Miranda Forrester explores the queer Black female gaze in painting vis a vis the history of men painting women naked. Her work addresses the invisibility of Black women in the western history of art. She investigates how painting can re-articulate the language and history of life drawing through a queer Black feminist and desiring lens.

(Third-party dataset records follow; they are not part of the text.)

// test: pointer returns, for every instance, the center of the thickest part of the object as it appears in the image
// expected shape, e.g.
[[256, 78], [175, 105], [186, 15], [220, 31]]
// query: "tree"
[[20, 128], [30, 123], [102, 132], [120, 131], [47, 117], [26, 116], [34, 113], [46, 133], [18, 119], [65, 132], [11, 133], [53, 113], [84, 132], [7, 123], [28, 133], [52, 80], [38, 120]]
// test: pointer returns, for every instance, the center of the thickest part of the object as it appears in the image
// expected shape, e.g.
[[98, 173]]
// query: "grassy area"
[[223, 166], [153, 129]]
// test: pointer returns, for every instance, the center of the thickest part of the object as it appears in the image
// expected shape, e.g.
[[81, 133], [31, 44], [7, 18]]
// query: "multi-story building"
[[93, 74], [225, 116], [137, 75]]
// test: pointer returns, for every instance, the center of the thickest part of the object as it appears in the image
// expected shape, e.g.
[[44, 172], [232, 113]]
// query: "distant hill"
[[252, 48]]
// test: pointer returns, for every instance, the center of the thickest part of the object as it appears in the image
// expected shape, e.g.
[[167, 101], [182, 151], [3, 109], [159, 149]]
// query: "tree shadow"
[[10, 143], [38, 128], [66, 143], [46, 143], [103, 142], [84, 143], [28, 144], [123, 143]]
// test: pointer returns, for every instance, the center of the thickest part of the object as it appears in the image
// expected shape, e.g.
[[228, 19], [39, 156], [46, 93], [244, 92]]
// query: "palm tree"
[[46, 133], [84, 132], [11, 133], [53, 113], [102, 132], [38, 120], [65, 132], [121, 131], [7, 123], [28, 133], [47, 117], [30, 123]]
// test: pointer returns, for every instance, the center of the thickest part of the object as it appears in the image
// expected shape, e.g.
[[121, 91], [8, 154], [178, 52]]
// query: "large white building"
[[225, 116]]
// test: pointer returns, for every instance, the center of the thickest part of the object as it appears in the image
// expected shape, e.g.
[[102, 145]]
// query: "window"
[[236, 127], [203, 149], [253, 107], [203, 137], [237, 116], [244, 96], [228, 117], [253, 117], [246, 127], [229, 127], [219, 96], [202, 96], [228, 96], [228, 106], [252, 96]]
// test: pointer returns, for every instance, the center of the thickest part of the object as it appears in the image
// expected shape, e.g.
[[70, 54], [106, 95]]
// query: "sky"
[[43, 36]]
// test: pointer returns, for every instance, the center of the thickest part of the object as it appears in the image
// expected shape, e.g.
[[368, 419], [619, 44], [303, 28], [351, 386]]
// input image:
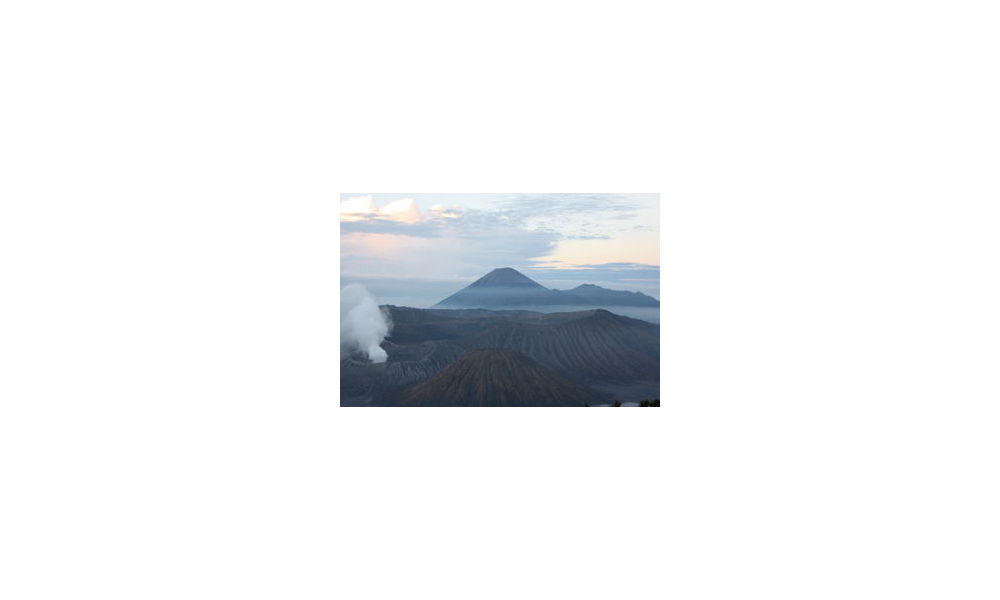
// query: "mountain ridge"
[[507, 287]]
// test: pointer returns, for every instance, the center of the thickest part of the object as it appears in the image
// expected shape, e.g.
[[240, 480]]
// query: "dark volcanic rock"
[[495, 378]]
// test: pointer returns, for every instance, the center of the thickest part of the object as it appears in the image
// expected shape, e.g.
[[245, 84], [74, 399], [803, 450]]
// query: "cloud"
[[362, 208]]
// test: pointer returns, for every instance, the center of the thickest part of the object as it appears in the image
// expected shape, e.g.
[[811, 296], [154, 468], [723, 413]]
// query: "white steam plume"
[[363, 325]]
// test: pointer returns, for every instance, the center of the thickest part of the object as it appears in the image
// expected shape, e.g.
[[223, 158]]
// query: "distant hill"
[[508, 288], [495, 378]]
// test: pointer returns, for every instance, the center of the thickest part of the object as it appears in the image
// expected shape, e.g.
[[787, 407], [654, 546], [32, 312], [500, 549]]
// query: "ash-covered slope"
[[493, 377], [586, 347], [594, 348]]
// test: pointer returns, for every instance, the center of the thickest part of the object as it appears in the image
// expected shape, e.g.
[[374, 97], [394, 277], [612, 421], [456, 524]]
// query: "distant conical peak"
[[505, 276]]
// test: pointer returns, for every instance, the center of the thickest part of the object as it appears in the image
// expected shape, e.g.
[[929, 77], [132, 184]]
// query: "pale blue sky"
[[413, 249]]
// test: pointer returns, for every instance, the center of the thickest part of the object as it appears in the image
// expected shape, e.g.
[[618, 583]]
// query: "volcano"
[[508, 288]]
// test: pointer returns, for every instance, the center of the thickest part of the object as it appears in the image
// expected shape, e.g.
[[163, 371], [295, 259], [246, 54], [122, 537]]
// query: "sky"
[[417, 249]]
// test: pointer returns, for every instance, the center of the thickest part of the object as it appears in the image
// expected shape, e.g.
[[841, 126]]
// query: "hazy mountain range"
[[507, 288], [480, 356]]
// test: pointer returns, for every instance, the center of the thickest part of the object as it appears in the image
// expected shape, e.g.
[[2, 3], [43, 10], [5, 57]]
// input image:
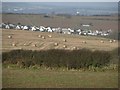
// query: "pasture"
[[14, 77], [29, 40]]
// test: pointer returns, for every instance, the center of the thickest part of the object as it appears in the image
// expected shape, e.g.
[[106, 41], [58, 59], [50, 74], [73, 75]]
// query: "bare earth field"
[[98, 22], [27, 40]]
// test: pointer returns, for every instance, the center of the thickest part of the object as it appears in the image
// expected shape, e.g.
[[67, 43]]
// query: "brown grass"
[[26, 40]]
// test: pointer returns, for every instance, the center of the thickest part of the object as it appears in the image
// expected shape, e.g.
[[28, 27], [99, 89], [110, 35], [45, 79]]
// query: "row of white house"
[[58, 29]]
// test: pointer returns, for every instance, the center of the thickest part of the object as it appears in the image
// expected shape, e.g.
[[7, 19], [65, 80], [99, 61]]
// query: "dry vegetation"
[[98, 22], [30, 41]]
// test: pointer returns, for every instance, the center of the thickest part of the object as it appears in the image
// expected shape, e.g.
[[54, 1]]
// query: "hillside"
[[30, 41]]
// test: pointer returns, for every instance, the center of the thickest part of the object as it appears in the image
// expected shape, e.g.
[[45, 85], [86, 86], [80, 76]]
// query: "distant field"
[[26, 40], [98, 22], [42, 78]]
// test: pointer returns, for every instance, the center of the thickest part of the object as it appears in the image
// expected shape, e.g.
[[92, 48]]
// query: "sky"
[[59, 0]]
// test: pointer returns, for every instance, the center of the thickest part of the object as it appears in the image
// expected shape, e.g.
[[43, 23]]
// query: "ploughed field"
[[63, 21], [29, 40]]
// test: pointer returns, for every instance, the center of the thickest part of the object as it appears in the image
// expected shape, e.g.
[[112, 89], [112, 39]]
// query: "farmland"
[[27, 39], [41, 78]]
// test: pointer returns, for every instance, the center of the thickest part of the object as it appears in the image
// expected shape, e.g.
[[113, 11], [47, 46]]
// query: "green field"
[[43, 78]]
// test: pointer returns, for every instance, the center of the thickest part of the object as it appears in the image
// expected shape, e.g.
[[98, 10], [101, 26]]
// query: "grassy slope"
[[31, 38], [34, 78]]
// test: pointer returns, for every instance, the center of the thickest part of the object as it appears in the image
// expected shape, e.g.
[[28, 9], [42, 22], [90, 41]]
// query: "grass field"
[[42, 78], [26, 40]]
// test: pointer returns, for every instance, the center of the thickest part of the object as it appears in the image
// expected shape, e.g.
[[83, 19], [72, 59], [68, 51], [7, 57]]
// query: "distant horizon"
[[81, 8]]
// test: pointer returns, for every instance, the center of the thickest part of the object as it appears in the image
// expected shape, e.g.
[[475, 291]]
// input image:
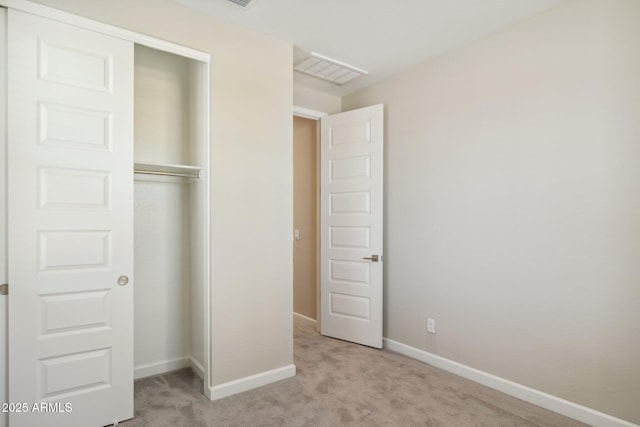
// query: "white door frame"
[[307, 113], [141, 39], [3, 215]]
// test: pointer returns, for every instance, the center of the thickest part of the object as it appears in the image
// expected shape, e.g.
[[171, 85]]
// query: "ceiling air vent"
[[242, 3], [328, 69]]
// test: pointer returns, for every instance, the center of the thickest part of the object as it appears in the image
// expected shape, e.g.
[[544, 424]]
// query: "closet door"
[[70, 156]]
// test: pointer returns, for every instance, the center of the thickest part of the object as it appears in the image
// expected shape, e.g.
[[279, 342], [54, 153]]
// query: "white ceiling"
[[380, 36]]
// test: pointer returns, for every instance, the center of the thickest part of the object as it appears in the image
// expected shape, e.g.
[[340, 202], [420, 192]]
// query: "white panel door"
[[351, 152], [70, 157]]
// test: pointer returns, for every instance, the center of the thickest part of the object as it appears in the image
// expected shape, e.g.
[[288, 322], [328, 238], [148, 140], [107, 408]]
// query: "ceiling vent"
[[242, 3], [328, 69]]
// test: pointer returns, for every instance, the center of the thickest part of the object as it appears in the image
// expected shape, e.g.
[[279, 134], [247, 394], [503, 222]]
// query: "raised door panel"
[[70, 157]]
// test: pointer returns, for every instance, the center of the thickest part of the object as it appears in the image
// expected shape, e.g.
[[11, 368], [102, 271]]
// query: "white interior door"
[[351, 199], [70, 157]]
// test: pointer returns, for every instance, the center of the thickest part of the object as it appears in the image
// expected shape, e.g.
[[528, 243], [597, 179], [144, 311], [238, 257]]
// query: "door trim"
[[308, 113]]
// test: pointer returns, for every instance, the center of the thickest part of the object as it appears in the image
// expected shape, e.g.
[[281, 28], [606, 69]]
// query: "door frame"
[[4, 384], [307, 113], [162, 45]]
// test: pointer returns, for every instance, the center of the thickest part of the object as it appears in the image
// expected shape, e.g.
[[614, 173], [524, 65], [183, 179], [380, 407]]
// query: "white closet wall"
[[168, 295]]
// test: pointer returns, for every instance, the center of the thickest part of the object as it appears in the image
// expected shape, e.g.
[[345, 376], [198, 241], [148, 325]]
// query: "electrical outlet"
[[431, 326]]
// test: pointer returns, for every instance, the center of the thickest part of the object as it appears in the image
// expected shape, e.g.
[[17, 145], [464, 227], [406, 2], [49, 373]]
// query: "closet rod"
[[182, 175]]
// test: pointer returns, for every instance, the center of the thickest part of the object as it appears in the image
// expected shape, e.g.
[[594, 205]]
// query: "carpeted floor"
[[339, 383]]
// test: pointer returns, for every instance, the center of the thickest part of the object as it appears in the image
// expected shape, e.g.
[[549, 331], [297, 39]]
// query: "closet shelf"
[[181, 171]]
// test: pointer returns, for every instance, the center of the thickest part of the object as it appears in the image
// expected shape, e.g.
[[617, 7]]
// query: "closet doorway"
[[306, 192], [96, 166], [170, 213]]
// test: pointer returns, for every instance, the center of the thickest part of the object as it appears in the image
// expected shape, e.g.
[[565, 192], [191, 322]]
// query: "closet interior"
[[170, 213]]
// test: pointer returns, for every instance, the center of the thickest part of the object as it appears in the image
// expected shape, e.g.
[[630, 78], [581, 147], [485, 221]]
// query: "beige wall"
[[251, 177], [513, 204], [305, 195], [317, 101]]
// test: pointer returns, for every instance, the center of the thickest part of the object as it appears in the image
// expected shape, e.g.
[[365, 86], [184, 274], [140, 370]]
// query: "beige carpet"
[[339, 383]]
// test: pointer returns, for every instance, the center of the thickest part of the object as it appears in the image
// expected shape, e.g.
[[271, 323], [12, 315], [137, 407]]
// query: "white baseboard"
[[302, 316], [197, 367], [161, 367], [247, 383], [544, 400]]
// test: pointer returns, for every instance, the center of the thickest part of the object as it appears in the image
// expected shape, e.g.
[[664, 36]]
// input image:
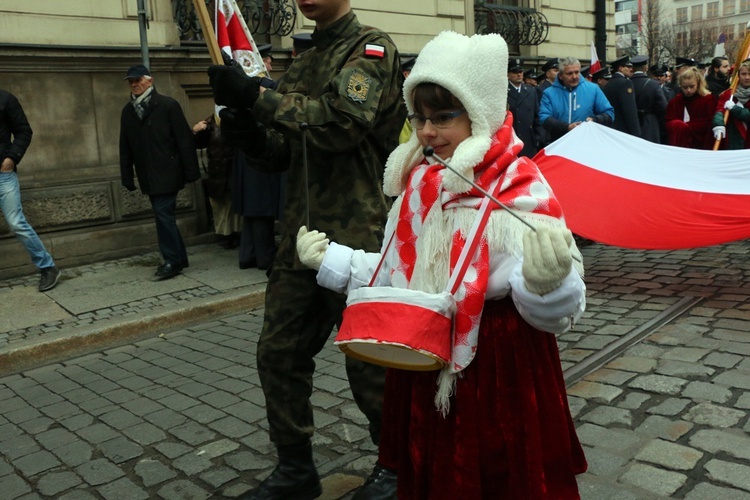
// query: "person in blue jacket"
[[571, 100]]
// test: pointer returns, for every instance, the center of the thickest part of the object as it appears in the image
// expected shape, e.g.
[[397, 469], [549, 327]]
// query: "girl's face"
[[449, 132], [689, 87], [745, 77]]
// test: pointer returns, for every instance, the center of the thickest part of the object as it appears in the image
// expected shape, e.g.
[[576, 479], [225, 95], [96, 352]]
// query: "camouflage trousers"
[[299, 318]]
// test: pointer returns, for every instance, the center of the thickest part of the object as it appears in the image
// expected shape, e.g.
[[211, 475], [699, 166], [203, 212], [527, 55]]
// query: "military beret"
[[623, 61], [514, 66], [552, 63]]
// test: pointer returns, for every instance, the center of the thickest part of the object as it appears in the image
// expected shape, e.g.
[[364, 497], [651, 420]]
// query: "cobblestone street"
[[658, 372]]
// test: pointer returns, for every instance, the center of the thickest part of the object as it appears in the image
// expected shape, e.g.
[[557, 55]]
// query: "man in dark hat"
[[601, 77], [650, 100], [156, 138], [621, 95], [407, 65], [529, 78], [717, 78], [523, 104]]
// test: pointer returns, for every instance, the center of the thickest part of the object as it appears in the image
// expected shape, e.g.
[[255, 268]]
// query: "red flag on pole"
[[595, 64], [666, 200], [235, 39]]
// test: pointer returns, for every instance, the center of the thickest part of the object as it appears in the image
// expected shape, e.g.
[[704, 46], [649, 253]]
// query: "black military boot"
[[381, 485], [295, 478]]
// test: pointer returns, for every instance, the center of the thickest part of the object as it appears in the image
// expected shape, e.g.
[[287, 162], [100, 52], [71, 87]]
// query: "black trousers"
[[168, 234]]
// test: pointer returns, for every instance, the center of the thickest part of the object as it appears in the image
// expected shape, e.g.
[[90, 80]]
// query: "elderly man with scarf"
[[155, 138]]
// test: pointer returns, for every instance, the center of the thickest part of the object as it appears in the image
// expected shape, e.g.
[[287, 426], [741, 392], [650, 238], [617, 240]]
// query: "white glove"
[[720, 131], [546, 258], [730, 104], [311, 247]]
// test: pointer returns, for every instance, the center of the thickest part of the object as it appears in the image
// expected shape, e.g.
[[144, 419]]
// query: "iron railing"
[[517, 25], [263, 17]]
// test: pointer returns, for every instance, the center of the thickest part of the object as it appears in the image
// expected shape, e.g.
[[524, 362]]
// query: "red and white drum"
[[398, 328]]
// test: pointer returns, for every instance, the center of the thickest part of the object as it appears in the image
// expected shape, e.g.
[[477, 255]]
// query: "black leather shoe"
[[381, 485], [295, 478], [166, 271]]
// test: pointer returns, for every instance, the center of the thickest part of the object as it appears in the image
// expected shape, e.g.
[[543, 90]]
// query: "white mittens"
[[546, 258], [311, 247], [720, 131]]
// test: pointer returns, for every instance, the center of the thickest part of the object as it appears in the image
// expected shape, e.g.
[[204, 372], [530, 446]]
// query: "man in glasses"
[[571, 100]]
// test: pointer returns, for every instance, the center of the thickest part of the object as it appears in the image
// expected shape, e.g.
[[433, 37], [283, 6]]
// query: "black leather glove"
[[232, 87], [240, 130]]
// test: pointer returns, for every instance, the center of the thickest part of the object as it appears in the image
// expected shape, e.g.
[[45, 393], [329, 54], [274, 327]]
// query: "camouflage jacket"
[[347, 88]]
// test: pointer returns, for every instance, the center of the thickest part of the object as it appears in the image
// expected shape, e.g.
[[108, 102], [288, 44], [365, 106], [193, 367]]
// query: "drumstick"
[[429, 151], [303, 127]]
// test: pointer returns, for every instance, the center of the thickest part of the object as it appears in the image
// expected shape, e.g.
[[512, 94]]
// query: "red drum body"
[[398, 328]]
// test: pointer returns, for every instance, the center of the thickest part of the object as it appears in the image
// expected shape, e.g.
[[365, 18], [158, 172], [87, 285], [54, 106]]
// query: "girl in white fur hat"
[[493, 423]]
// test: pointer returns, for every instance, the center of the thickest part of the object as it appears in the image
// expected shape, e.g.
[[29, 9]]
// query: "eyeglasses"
[[444, 119]]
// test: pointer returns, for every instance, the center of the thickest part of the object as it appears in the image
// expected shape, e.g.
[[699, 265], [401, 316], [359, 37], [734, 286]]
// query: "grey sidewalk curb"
[[31, 353]]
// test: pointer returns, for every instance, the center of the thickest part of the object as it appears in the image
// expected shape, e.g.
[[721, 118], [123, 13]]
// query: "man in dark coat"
[[620, 94], [523, 104], [155, 138], [650, 100]]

In doing so, she depicts what the male gaze may not be able to see.
Forrester says: “My work is a celebration of women’s bodies, the joy in occupying feminine identities and being in relation with one another.”
Recent solo and group exhibitions include: Like Paradise, Claridges Art Space, Curated by Ekow Eshun, London, UK (group – 2023); Hauntology: Ghostly Matters, Mariane Ibrahim Gallery, Chicago IL, USA, (group - 2023); Somatic Markings, Kasmin, New York NY, USA (group - 2022); Our Land Just Like a Dream, Macaal, Marrakech, Morocco (group - 2022); The Company She Keeps, Tiwani Contemporary, Lagos, Nigeria (group - 2022); Hard as Nails, Quench Gallery, Margate, UK (group - 2022); At Peace, Gillian Jason Gallery, London, UK (group - 2021); Small is Beautiful, Flowers Gallery, London, UK (group - 2021); Sixty- Six London, St George’s Place, London, UK (group - 2021); Reality Check, Guts Gallery, London, UK (group - 2021); Poetic Sustenance,Tiwani Contemporary, London, UK (group - 2021); Abode, Guts Gallery, London, UK (solo - 2020); Every Woman Biennial, Copeland Gallery, London, UK; Top 100 (The Auction Collective), London, UK; When s**t hits the fan again, Guts Gallery (online); Miranda Forrester & Emily Moore, Phoenix, Brighton, UK; Narrating Life, Studio Gallery, St Moritz, Switzerland; Pending, San Mei Gallery, London, UK; Antisocial Isolation, Saatchi Gallery, London, UK; Begin Again, Guts Gallery, London, UK; Online exhibition raising funds for The Free Black Uni; FBA Futures, Mall Galleries, London, UK; PLOP End of residency show, The Koppel Project, London, UK; Mercurial Matters: The Organic Feminine, Lock-in Gallery, Hove, London; How did we get here - Decolonising the Curriculum, Brighton University, Brighton, UK.